Sunday Herald: In the tent to gaze at the stars

As old age creeps up on me with inexorable precision, early chapters of my life surface with nostalgia in their wake. Oh, for those halcyon days with no care, only the vista of rosy hue! One such interesting chapter of my childhood days are the tent-cinemas, as they were popularly known then, and quite the rage in rural areas as there were no theatres.

Being ignorant, the rural folk were apprehensive and loathed sending their clamouring children to that ‘magical box’. But gradually, the scene began to change as the higher class of the place started watching films there.

Encouraged, the manager played popular old films with colourful raja-ranis, thrilling sword fights, romantic dances and songs, what not! The business picked up and the manager stayed put for many days.

Men who wanted to go to the city now and then for pleasure changed their habit and took their wives and children to tent-cinemas, finding joy in their family’s excitement.

It so happened that we visited one such rural area when a tent-cinema had just camped.

Sportive that he was, our grandfather decided to introduce us, his city-bred grandchildren, to this form of entertainment.

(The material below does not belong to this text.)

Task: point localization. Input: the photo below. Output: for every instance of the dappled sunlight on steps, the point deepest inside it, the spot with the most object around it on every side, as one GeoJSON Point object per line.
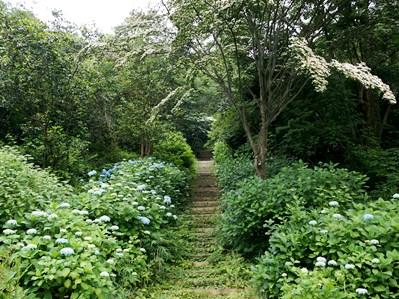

I still remember the locals gaping at us as grandfather led the procession, majestic as a high official of government service should be (though retired) — erect with the usual Mysore peta covering his head, gold wristwatch peeping out of his coat pocket, and the posh walking stick to match his purposeful gait. How much we enjoyed that scene!

Recognising grandfather from afar, the manager would rush out and usher him to the best chair, and seat us on the faded carpet in the front.

How can I explain the wonder and joy we experienced while viewing the different types of films with hitherto unknown actors!

The melodious songs of Thyagaraja Bhagavathar, the antics of the famous comedian pair Krishnan-Mathuram, the valour of the decked-up prince who kidnaps his enemy’s rajakumari from the marriage hall while he sings, fights and argues, enthralled us.

The full-throated exclamations of the local people, their guffaws, spontaneous sobs on watching the tragic scenes were a novelty to us. It stayed in our minds long after we came back home. We even recognised those songs as they came out of a new radio.

Now that theatres have sprung up in every nook and corner, tent-cinemas are no longer in vogue. But they remain etched in the chapters of my memory for the wondrous joy they had imparted by introducing many facets of life.